Rather than pushing for a swift disarmament, the report suggests small, achievable steps, including a continued freeze on nuclear and ballistic missile tests and a shut-down of the enrichment facility at Yongbyon. It might take six to 10 years of phased concessions on both sides before the nuclear risk is substantially eliminated.
Even if Pyongyang cooperated initially with the inspectors, it is likely to ratchet its compliance up and down, seeking leverage over the U.S. and others rivals in the region, experts said.
If the IAEA gains access to North Korean records, it may be able to determine how much fissile material it has produced. That could lead to a more precise understanding about how many operational nuclear devices Pyongyang has built.
Dismantling the warheads probably would be carried out by North Korean scientists, monitored by experts from other nuclear powers, possibly including the United States, which has extensive experience in disassembling warheads. The IAEA doesn’t have that expertise and Hecker warns that shipping them out of the country “is naive and dangerous.”
To ensure Pyonyang cannot rebuild its warheads, the U.S. may push for taking fissile material out of North Korea permanently. But after decades of working to acquire fuel for nuclear weapons, Pyongyang would almost certainly balk at giving it up.

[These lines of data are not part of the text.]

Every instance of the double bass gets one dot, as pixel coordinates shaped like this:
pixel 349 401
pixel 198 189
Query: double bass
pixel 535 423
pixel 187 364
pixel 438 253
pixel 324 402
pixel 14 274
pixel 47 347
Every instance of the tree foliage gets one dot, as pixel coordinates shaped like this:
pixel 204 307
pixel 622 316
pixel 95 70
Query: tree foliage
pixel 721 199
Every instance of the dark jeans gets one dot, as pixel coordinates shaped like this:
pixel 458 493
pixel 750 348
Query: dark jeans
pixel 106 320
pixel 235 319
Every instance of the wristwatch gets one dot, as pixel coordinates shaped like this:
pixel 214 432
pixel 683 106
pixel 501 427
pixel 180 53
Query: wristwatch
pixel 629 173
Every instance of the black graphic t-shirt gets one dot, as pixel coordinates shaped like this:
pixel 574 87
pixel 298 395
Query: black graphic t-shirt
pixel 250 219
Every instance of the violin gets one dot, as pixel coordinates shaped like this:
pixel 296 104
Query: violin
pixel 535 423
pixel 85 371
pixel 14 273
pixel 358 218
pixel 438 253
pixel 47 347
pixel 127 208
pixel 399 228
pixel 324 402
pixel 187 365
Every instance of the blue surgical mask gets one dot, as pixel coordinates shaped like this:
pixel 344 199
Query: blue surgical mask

In that case, fissile material might have to be stored in North Korea, in sealed facilities subject to IAEA monitoring.
“We would be happy to have a situation where we thought we had accounted for 90% of North Korea’s nuclear capability,” said Gary Samore, an arms control official in the Obama and Clinton administrations who now heads the Belfer Center for Science and International Affairs at Harvard University. “Even if there was a possibility they had salted away a couple of nuclear weapons for a rainy day that would be a huge achievement.”